# NB methods

## Imports

In [None]:
import os

import numpy as np
import pandas as pd
from sklearn.discriminant_analysis import QuadraticDiscriminantAnalysis
from sklearn.model_selection import train_test_split
from sklearn.naive_bayes import GaussianNB
from torch.utils.data import Subset

from src.data.preprocessing import preprocessing
from src.utils.const import DATA_DIR

from src.utils.const import SEED

### Useful path to data

In [None]:
ROOT_DIR = os.path.join(os.getcwd(), '..')
RAW_DIR = os.path.join(ROOT_DIR, DATA_DIR, 'raw')
INTERIM_DIR = os.path.join(ROOT_DIR, DATA_DIR, 'interim')
PROCESSED_DIR = os.path.join(ROOT_DIR, DATA_DIR, 'processed')

## Import final.parquet

In [None]:
final = pd.read_parquet(os.path.join(PROCESSED_DIR, 'final.parquet'))

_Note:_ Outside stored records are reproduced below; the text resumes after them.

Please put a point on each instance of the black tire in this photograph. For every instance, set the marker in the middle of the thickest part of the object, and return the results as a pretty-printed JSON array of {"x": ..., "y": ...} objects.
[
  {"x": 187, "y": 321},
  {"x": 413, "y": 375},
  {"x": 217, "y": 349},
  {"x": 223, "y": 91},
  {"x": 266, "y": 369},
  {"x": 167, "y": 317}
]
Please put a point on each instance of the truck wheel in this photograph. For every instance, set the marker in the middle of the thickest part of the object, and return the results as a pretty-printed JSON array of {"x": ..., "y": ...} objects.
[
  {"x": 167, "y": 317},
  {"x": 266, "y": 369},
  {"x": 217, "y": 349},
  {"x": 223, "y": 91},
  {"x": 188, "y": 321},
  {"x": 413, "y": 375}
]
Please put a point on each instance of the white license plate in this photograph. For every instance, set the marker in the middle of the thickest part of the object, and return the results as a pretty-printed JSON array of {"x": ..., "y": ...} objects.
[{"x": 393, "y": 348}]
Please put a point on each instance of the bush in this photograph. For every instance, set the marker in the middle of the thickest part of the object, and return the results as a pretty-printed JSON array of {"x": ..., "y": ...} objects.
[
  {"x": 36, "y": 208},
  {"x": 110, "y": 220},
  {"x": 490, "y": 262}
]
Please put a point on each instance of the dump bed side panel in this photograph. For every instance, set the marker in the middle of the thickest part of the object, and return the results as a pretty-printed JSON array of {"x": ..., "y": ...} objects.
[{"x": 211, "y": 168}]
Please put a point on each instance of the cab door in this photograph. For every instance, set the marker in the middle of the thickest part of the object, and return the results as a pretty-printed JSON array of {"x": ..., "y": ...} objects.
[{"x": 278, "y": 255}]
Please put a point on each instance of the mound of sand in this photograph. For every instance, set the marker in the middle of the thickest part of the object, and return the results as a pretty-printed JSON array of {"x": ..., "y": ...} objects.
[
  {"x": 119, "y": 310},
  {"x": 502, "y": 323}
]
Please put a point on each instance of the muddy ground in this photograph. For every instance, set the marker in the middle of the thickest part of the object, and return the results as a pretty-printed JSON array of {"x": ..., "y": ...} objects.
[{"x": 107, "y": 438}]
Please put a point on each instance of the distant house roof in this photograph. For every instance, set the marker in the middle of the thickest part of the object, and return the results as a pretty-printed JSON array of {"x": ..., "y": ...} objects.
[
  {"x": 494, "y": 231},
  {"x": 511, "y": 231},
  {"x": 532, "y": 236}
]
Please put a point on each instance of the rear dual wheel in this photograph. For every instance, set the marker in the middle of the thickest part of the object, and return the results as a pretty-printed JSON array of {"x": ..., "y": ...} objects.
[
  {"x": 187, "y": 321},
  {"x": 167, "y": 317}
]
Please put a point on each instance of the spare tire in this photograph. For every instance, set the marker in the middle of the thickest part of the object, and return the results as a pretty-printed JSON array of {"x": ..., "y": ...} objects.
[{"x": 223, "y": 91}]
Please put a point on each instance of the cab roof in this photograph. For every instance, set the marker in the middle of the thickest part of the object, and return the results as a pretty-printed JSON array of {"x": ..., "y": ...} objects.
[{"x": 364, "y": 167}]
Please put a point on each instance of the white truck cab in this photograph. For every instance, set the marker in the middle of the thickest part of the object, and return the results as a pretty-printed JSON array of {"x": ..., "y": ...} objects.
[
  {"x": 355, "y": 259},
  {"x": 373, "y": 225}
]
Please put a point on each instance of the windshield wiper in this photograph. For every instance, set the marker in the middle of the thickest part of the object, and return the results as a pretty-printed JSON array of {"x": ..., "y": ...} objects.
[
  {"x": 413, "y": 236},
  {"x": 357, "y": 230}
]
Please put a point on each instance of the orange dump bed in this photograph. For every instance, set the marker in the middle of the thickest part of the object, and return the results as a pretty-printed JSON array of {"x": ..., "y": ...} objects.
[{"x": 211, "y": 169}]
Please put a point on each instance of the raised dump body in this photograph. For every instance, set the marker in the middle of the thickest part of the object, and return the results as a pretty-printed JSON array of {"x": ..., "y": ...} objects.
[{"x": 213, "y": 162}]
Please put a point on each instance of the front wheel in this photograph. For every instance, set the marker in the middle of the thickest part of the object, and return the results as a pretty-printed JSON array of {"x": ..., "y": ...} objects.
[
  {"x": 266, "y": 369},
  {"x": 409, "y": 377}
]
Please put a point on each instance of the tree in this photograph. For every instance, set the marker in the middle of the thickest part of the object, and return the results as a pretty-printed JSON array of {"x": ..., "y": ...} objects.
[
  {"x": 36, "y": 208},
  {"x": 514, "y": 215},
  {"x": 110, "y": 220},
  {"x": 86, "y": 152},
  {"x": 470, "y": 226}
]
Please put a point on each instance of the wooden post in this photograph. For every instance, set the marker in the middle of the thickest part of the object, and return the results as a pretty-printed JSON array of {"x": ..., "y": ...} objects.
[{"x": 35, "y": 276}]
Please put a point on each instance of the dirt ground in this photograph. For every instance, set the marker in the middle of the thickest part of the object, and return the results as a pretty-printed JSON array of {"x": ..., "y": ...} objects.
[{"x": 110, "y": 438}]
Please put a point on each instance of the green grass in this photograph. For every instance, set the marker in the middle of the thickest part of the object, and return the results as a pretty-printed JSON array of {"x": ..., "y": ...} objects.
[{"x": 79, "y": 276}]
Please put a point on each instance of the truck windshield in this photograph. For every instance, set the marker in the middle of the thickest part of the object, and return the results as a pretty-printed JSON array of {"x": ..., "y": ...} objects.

## Select categorical columns

In [None]:
index_to_drop = final.columns[2:21]

In [None]:
final.drop(columns=index_to_drop, inplace=True)

In [None]:
def split(data):
    train_tmp, test = train_test_split(data, test_size=0.2, random_state=SEED)
    train, val = train_test_split(train_tmp, test_size=0.1, random_state=SEED)

    return train, test, val

In [None]:
target = 'rating_mean'

X = final.loc[:, final.columns != target]
y = pd.cut(final.loc[:, target], bins=10, labels=False)
X_train, X_test, X_val = split(X)
y_train, y_test, y_val = split(y)

## Gaussian naive bayes

In [None]:
gnb = GaussianNB()
gnb.fit(X_train, y_train).predict(X_test)
print("Avg accuracy: ", gnb.score(X_test, y_test))
print("Mean of the Gaussian Estimators")
print(gnb.theta_)
print("Std Dev of the Gaussian Estimators")
print(gnb.sigma_)

## Quadratic discriminant analysis

In [None]:
qda = QuadraticDiscriminantAnalysis(store_covariance=True)
qda.fit(X_train, y_train).predict(X_test)
print("Avg accuracy: ", qda.score(X_test, y_test))
print("QDA means per class")
print(qda.means_)
print("QDA covariance per class")
print(qda.covariance_)